# Change to electricity suppliers 1 July



## Caz.I (Mar 21, 2009)

Does anyone know, in detail, about how the deregulation of electricity companies from 1st July will affect us? I have read a little about it, but what it will actually mean in practical terms - I have no idea. Will it be beneficial to change to a new supplier, if the basic tariffs are set by the government anyway? Do most of the other electricity companies calculate their bills in the same insane way as Sevillana Endesa, one month estimated, the next not - so you pay double one month half the next? 
Or will it make no difference at all? If anyone knowledgeable on the subject could let me know I would be grateful? 
Cheers.
Caz.I


----------



## scharlack (Nov 21, 2008)

Caz.I said:


> Does anyone know, in detail, about how the deregulation of electricity companies from 1st July will affect us? I have read a little about it, but what it will actually mean in practical terms - I have no idea. Will it be beneficial to change to a new supplier, if the basic tariffs are set by the government anyway? Do most of the other electricity companies calculate their bills in the same insane way as Sevillana Endesa, one month estimated, the next not - so you pay double one month half the next?
> Or will it make no difference at all? If anyone knowledgeable on the subject could let me know I would be grateful?
> Cheers.
> Caz.I


Unión Fenosa does the same as far the bills going with the one month estimation.

The tariffs should not change much if you consume under 10Kw/month. At least that's what I saw last evening at TVE. I heard the ANNUAL savings could be from 7-10€.

Also, if everyone in a family is unemployed there are huge discounts (not sure how much).

That's about all I know... I need to do some researching, too.

CHeers


----------



## Xose (Dec 10, 2008)

scharlack said:


> Unión Fenosa does the same as far the bills going with the one month estimation.
> 
> The tariffs should not change much if you consume under 10Kw/month. At least that's what I saw last evening at TVE. I heard the ANNUAL savings could be from 7-10€.
> 
> ...


I think you mean "under a 10Kw" power contract. i.e., your ceiling for cumulative use is under 10Kw. If it was 10Kw per month that would be everyone caught 

As I understand it, and that ain't much, if you are under 10Kw "potencia" then you can go under the government controlled tarifa. This happens if you do nothing.

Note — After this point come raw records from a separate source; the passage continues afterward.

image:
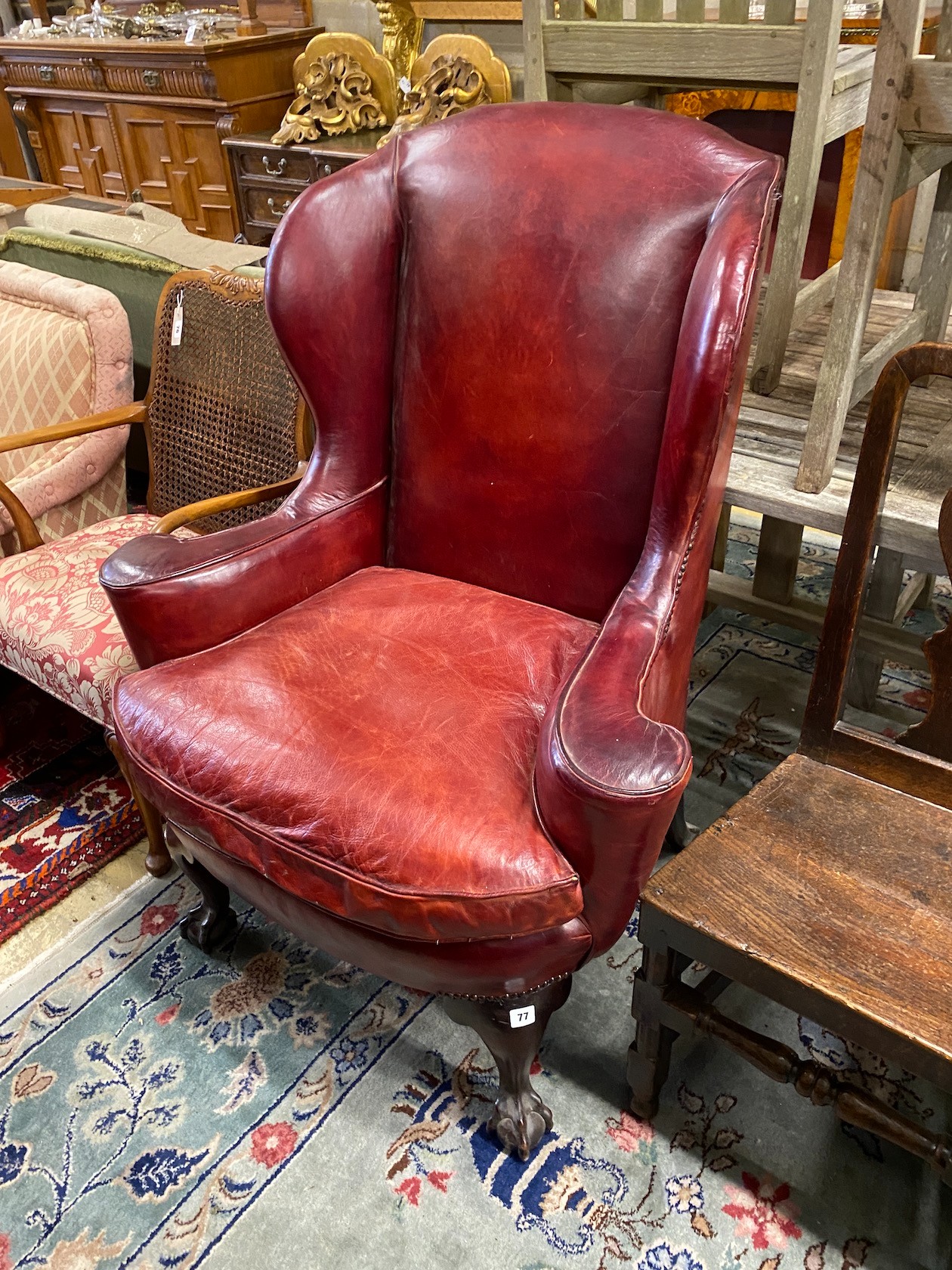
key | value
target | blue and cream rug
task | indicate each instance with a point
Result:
(270, 1107)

You also have the option to negotiate directly with any other supplier (in truth, management company as the supplier will be the network owner... in our case, Fenosa whomever we go with). If you do this, you are being tempted with a 2.5% discount by just about all of them.... but you get no Government Max protection. You deal direct with them.

As for the companies knowing what's going on, I phoned Fenosa yesterday to find out about the bono social for a relative, and they know absolutely nothing. How much, the structure, the criteria to have access to it.... nothing. They suggested I call back on Friday. Interestingly enough, AFTER the 1st which is when this thing is supposed to happen.

Spain, twas ever thus. 
Xose
P.S. When I did some research about going it independent or doing nothing, no one could supply the "Tarifa" for the new regime. i.e., if I go alone, what am I going to? - no Idea So I'm doing nothing... at the mo.


----------



## scharlack (Nov 21, 2008)

Xose said:


> I think you mean "under a 10Kw" power contract. i.e., your ceiling for cumulative use is under 10Kw. If it was 10Kw per month that would be everyone caught
> 
> As I understand it, and that ain't much, if you are under 10Kw "potencia" then you can go under the government controlled tarifa. This happens if you do nothing.
> 
> ...


Yeah, I meant under a 10Kw" power contract" :ranger:


----------



## almendros (Aug 14, 2008)

Xose said:


> As for the companies knowing what's going on, I phoned Fenosa yesterday to find out about the bono social for a relative, and they know absolutely nothing. How much, the structure, the criteria to have access to it.... nothing. They suggested I call back on Friday. Interestingly enough, AFTER the 1st which is when this thing is supposed to happen.


Thats because the government only released the new controlled prices on July 1st so the companies really did have no idea what they would be able to offer.


----------